[time-nuts] 53230A TIC and TimeLab

Magnus Danielson magnus at rubidium.dyndns.org
Thu Oct 4 08:58:56 UTC 2018


Hi,

On 10/4/18 8:56 AM, Ole Petter Ronningen wrote:
> Somewhat longer answer; I assume you have set up a frequency measurement
> (as opposed to time interval)
> 
> 1. Timelab uses SCPI-command "READ" to fetch readings from the 53230a (and
> most other counters *). The 53230a does not return gap free frequency
> measurements in this case. There will be deadtime which will be ignored, as
> you say, but the measurements will also be biased. In addition, the
> CONTinous gap free mode is broken when it comes to ADEV, as has been
> documented elsewhere. From my experience, using the 53230a in a time
> interval measurement takes care of these issues, at the expense of a
> slighly more cumbersome setup.

Regardless, the 53230A does a filtered frequency estimation, which is
great for achieving high precision frequency measures quickly, but not
good for ADEV measures, as it introduces a bias due to the lower
bandwidth of the filtering as compared to the sampling interval.
Dead-time gaps biases also comes in.

For any software (TimeLab or Stable32) to process sufficiently unbiased
values, only phase values should be used to avoid both the filtering and
dead-time gap issues.

> 2. You may know this, but from your text it could be a misunderstanding:
> timelab does not configure the instrument; whichever sample interval you
> select in timelab should match the sample interval you have set up the
> 53230a to use.

TimeLab actually assumes that the user really know what they are doing,
but attempts to assist in the overall task. Adding a instrument
configuration tool into TimeLab would be possible, but for most part
consider the configuration you do for a measurement the opportunity to
input to TimeLab under which conditions the measurement was done, how
the instrument was setup etc. From there it just consumes measurements,
scales them according to the configuration, unwrapp phase etc. prior to
record the measurement record that is then used for analysis.

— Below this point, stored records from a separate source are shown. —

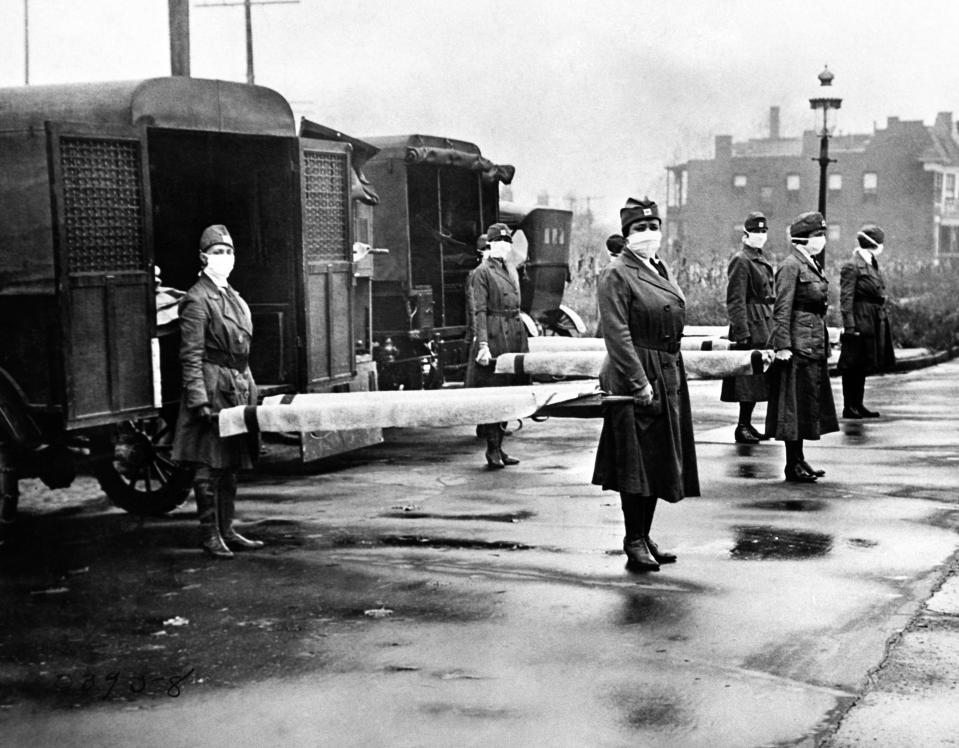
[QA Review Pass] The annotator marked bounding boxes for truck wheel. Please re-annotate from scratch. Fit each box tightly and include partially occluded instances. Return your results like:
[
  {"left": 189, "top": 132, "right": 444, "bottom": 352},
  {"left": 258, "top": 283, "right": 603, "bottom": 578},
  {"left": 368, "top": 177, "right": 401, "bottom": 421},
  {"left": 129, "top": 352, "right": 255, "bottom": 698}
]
[{"left": 94, "top": 417, "right": 193, "bottom": 516}]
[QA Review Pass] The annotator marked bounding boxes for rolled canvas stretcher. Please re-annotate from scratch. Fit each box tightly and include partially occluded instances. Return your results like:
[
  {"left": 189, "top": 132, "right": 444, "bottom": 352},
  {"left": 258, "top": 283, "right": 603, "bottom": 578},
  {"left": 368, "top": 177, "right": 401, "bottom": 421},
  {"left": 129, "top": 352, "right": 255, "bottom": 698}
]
[
  {"left": 496, "top": 348, "right": 773, "bottom": 379},
  {"left": 219, "top": 382, "right": 596, "bottom": 437},
  {"left": 529, "top": 335, "right": 732, "bottom": 353}
]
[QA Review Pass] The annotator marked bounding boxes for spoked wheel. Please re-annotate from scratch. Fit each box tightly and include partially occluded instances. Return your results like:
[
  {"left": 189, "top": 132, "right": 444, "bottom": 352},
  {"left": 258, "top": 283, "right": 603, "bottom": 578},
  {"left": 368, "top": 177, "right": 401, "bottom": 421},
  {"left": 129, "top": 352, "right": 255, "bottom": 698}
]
[{"left": 96, "top": 417, "right": 193, "bottom": 516}]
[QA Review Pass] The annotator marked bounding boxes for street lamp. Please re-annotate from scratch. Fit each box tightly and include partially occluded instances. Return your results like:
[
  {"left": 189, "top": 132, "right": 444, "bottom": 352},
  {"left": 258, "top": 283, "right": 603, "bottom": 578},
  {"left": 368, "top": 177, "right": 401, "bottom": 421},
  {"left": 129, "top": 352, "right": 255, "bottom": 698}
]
[{"left": 809, "top": 66, "right": 842, "bottom": 218}]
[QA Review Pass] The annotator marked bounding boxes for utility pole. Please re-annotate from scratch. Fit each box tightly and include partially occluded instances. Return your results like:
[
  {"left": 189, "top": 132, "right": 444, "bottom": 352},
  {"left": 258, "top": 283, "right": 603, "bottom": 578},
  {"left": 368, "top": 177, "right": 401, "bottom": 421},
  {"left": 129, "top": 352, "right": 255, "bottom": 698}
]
[
  {"left": 169, "top": 0, "right": 190, "bottom": 78},
  {"left": 196, "top": 0, "right": 300, "bottom": 86},
  {"left": 23, "top": 0, "right": 30, "bottom": 86}
]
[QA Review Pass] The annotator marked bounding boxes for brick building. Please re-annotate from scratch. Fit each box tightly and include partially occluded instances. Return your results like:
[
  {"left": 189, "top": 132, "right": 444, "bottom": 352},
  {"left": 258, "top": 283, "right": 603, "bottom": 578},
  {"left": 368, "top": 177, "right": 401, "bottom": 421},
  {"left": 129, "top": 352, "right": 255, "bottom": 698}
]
[{"left": 666, "top": 107, "right": 959, "bottom": 264}]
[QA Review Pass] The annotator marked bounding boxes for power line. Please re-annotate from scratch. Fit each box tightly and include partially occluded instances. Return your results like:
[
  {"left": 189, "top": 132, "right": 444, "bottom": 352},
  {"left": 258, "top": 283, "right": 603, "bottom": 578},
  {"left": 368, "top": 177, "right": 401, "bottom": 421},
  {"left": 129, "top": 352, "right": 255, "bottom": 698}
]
[{"left": 193, "top": 0, "right": 300, "bottom": 86}]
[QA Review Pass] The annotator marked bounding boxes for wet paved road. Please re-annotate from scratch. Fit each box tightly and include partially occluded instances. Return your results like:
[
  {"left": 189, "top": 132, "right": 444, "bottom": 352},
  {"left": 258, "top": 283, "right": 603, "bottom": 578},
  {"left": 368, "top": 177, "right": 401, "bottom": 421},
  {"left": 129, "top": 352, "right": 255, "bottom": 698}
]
[{"left": 0, "top": 362, "right": 959, "bottom": 746}]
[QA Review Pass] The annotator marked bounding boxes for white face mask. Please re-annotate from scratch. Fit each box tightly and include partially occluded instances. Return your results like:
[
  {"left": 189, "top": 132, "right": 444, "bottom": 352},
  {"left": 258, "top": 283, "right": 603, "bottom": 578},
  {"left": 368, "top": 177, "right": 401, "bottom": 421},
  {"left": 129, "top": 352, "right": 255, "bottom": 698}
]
[
  {"left": 743, "top": 231, "right": 769, "bottom": 249},
  {"left": 626, "top": 229, "right": 663, "bottom": 260},
  {"left": 489, "top": 242, "right": 513, "bottom": 260},
  {"left": 806, "top": 236, "right": 826, "bottom": 256},
  {"left": 206, "top": 254, "right": 235, "bottom": 281}
]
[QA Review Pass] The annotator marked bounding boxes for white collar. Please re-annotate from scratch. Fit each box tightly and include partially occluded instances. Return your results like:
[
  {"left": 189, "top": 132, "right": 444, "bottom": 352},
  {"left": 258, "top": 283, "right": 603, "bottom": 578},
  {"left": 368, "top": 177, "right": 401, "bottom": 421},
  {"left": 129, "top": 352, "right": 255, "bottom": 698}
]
[{"left": 203, "top": 268, "right": 230, "bottom": 288}]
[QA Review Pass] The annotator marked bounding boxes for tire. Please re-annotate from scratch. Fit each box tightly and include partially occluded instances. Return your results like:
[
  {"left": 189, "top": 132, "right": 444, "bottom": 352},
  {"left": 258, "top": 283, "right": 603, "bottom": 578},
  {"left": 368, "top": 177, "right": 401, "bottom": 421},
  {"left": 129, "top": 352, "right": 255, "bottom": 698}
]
[{"left": 94, "top": 417, "right": 193, "bottom": 517}]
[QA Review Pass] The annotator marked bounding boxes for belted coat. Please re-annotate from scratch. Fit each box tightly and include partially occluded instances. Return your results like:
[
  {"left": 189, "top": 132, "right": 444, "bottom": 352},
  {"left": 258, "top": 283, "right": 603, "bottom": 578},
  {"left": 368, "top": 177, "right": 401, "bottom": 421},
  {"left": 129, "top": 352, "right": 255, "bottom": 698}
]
[
  {"left": 719, "top": 244, "right": 776, "bottom": 402},
  {"left": 593, "top": 251, "right": 699, "bottom": 502},
  {"left": 466, "top": 257, "right": 529, "bottom": 387},
  {"left": 173, "top": 274, "right": 257, "bottom": 469},
  {"left": 838, "top": 252, "right": 896, "bottom": 374},
  {"left": 766, "top": 248, "right": 839, "bottom": 441}
]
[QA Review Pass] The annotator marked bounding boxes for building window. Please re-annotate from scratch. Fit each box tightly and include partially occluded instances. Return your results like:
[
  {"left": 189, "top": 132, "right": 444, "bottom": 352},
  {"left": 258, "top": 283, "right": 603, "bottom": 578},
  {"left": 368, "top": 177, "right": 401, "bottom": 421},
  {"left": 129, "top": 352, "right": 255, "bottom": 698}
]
[{"left": 666, "top": 169, "right": 687, "bottom": 208}]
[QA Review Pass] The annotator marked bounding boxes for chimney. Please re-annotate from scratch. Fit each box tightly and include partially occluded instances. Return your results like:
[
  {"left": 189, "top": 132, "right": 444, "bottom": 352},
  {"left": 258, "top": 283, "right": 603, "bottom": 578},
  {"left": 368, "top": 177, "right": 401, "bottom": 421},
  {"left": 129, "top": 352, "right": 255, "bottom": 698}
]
[
  {"left": 168, "top": 0, "right": 190, "bottom": 78},
  {"left": 716, "top": 135, "right": 733, "bottom": 161}
]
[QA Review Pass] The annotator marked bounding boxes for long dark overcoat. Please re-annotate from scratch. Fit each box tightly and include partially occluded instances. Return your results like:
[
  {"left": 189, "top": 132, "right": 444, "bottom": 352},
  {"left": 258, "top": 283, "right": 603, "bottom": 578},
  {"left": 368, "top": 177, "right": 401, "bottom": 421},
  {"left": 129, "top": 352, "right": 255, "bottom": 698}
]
[
  {"left": 593, "top": 251, "right": 699, "bottom": 502},
  {"left": 719, "top": 245, "right": 776, "bottom": 403},
  {"left": 466, "top": 257, "right": 529, "bottom": 387},
  {"left": 766, "top": 248, "right": 839, "bottom": 441},
  {"left": 839, "top": 252, "right": 896, "bottom": 374},
  {"left": 173, "top": 274, "right": 257, "bottom": 469}
]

> 3. Regarding the ADEV number discrepancy; are the measurements made *at the
> same time*? For "long enough"? (The numbers jump all over the place before
> they settle down, thats normal from my experience.)

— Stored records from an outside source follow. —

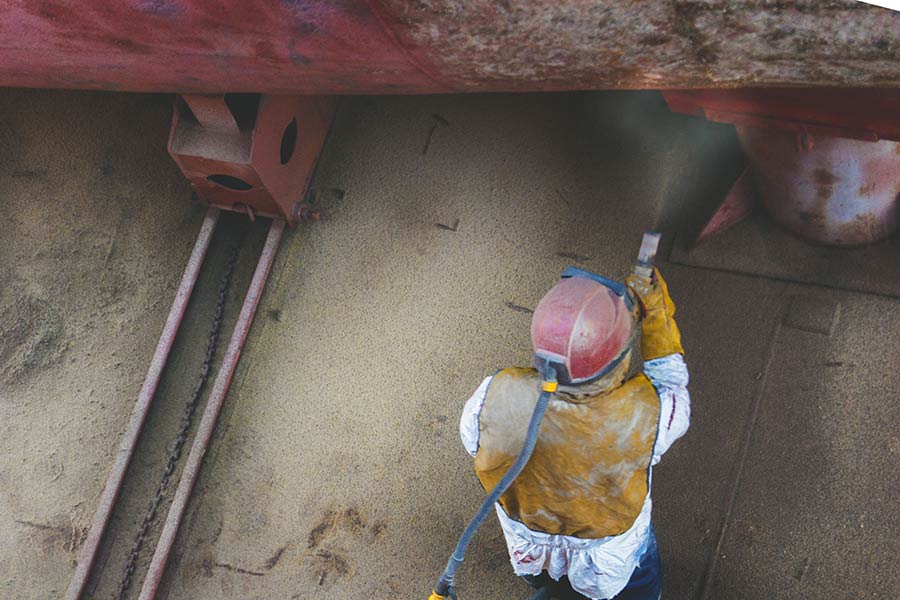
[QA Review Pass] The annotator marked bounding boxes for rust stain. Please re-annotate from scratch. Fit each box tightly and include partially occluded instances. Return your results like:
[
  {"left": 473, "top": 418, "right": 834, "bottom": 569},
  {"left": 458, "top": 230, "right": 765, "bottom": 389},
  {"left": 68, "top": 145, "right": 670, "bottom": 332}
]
[
  {"left": 813, "top": 167, "right": 840, "bottom": 186},
  {"left": 812, "top": 167, "right": 840, "bottom": 204},
  {"left": 856, "top": 182, "right": 875, "bottom": 196}
]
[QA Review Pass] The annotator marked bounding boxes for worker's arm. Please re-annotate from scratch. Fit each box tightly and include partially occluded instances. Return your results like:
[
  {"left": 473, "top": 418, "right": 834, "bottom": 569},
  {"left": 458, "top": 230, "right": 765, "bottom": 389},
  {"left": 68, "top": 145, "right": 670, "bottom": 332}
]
[
  {"left": 459, "top": 376, "right": 493, "bottom": 458},
  {"left": 628, "top": 269, "right": 691, "bottom": 465}
]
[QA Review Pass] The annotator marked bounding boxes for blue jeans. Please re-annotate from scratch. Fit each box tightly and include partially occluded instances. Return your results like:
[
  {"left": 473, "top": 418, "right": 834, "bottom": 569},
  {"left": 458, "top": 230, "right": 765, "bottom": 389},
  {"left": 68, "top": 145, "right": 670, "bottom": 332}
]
[{"left": 524, "top": 525, "right": 662, "bottom": 600}]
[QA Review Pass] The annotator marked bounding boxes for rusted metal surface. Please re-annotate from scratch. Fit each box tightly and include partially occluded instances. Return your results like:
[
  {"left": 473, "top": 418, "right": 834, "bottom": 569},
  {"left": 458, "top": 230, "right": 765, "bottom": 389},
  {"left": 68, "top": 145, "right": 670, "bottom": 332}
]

One of the great learning experiences you can get from TimeLab is how
the real-time update of ADEV swings in the highest tau range of the
plot, but as more samples comes in, the same tau range becomes less
uncertain, the confidence bounds (chi-square based) goes down and
TimeLab illustrates this very nicely. Thus, one wants to have enough
samples before judging too much of a value. It's experience one has to
built.

> Of course, theres the question of what reference you are measuring against.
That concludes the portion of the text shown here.